This is a Computer Vision project aiming to apply deep learning to point clouds for object classification and part/scene semantic segmentation. The implementation of the model has been inspired from the original PointNet paper admited to CVPR 2017 at the Computer Vision and Pattern Recognition subjects. PointNet is indeed a seminal paper in 3D perception.
PointNet takes raw point cloud data as input, which is typically collected from either a lidar or radar sensor. Unlike 2D pixel arrays (images) or 3D voxel arrays, point clouds have an unstructured representation in that the data is simply a collection (more specifically, a set) of the points captured during a lidar or radar sensor scan. In order to leverage existing techniques built around (2D and 3D) convolutions, many researchers and practitioners often discretize a point cloud by taking multi-view projections onto 2D space or quantizing it to 3D voxels. Given that the original data is manipulated, either approach can have negative impacts. For simplicity, it’ll be assumed that a point in a point cloud is fully described by its (x, y, z) coordinates. In practice, other features may be included, such as surface normal and intensity.

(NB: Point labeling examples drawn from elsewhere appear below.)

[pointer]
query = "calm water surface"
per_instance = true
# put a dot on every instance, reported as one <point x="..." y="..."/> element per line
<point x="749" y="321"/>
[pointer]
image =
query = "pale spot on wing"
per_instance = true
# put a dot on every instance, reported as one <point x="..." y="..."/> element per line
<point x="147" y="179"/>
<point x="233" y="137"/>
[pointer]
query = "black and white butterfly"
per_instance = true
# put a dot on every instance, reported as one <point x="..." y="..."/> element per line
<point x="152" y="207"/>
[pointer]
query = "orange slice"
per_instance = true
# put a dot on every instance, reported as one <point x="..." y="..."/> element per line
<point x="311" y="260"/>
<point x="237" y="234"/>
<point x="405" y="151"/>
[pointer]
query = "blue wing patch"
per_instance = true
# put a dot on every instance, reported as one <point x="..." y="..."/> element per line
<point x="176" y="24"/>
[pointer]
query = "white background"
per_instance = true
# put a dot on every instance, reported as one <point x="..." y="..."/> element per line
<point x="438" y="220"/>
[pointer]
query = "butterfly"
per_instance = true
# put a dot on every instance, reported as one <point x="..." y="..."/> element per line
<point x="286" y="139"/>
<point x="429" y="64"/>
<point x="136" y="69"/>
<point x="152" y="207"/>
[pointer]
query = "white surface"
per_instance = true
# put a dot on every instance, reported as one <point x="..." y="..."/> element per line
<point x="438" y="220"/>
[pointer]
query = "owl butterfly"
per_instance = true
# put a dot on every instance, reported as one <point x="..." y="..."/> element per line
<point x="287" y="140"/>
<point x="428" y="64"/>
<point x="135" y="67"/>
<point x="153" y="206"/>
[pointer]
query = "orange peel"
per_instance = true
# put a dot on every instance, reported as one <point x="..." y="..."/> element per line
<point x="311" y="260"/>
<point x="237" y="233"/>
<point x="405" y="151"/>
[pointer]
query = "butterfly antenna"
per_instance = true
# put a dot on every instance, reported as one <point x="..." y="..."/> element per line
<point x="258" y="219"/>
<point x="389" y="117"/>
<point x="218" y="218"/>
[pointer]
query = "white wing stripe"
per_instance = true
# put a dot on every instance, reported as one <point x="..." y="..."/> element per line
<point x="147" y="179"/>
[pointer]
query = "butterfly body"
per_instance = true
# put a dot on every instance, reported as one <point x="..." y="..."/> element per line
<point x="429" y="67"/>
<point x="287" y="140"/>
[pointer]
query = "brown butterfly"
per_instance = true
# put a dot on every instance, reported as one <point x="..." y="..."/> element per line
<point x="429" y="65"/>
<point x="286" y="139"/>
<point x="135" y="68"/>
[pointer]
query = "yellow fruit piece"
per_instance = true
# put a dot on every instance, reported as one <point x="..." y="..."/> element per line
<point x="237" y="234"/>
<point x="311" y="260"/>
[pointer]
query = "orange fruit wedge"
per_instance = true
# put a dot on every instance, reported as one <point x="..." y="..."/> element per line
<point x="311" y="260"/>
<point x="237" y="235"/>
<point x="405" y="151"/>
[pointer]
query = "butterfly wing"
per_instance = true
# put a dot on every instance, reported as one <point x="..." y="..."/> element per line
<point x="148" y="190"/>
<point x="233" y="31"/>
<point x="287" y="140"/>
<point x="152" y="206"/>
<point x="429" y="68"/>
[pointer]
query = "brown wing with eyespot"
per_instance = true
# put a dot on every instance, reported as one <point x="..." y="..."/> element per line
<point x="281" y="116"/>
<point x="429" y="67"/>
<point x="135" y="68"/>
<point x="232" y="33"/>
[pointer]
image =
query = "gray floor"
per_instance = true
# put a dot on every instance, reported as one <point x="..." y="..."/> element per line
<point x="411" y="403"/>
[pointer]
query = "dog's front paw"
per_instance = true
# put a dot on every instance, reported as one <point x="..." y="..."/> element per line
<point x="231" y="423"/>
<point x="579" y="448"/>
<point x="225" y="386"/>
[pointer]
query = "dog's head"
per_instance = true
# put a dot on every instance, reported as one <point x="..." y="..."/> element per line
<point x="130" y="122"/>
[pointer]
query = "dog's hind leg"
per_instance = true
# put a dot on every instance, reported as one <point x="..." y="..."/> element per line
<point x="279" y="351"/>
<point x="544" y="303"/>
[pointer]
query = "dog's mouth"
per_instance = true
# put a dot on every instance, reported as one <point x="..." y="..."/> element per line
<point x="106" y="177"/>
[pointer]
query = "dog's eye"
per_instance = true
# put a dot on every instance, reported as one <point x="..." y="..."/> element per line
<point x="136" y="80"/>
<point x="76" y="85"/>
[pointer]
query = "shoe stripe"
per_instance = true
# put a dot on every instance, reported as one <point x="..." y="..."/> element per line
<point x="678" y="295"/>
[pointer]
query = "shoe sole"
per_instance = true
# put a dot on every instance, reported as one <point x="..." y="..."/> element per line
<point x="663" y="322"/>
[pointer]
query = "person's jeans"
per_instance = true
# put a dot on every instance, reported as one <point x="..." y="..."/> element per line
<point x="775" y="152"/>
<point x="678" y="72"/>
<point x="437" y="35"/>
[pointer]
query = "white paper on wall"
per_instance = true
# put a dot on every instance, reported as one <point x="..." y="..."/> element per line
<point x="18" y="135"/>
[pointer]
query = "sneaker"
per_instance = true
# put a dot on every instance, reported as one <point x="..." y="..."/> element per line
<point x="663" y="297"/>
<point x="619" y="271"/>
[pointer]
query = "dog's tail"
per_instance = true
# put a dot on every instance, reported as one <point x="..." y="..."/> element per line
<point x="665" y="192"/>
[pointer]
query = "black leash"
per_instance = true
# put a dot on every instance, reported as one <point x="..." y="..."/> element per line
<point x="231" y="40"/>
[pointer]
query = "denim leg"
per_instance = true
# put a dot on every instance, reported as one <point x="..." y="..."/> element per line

In the context of this project, we aquired Princeton ModelNet dataset of 10 classes already splitted into train and test sets. The 10 Categories are:
- toilet
- desk
- table
- bathtub
- chair
- bed
- dresser
- night_stand
- sofa
- monitor
Visualization without the Points Cloud
Visualization with the Points Cloud (4096 points)
Given that PointNet consumes raw point cloud data, it was necessary to develop an architecture that conformed to the unique properties of point sets. Among these, the authors emphasize:
Permutation (Order) Invariance: given the unstructured nature of point cloud data, a scan made up of N points has N! permutations. The subsequent data processing must be invariant to the different representations.
Transformation Invariance: classification and segmentation outputs should be unchanged if the object undergoes certain transformations, including rotation and translation.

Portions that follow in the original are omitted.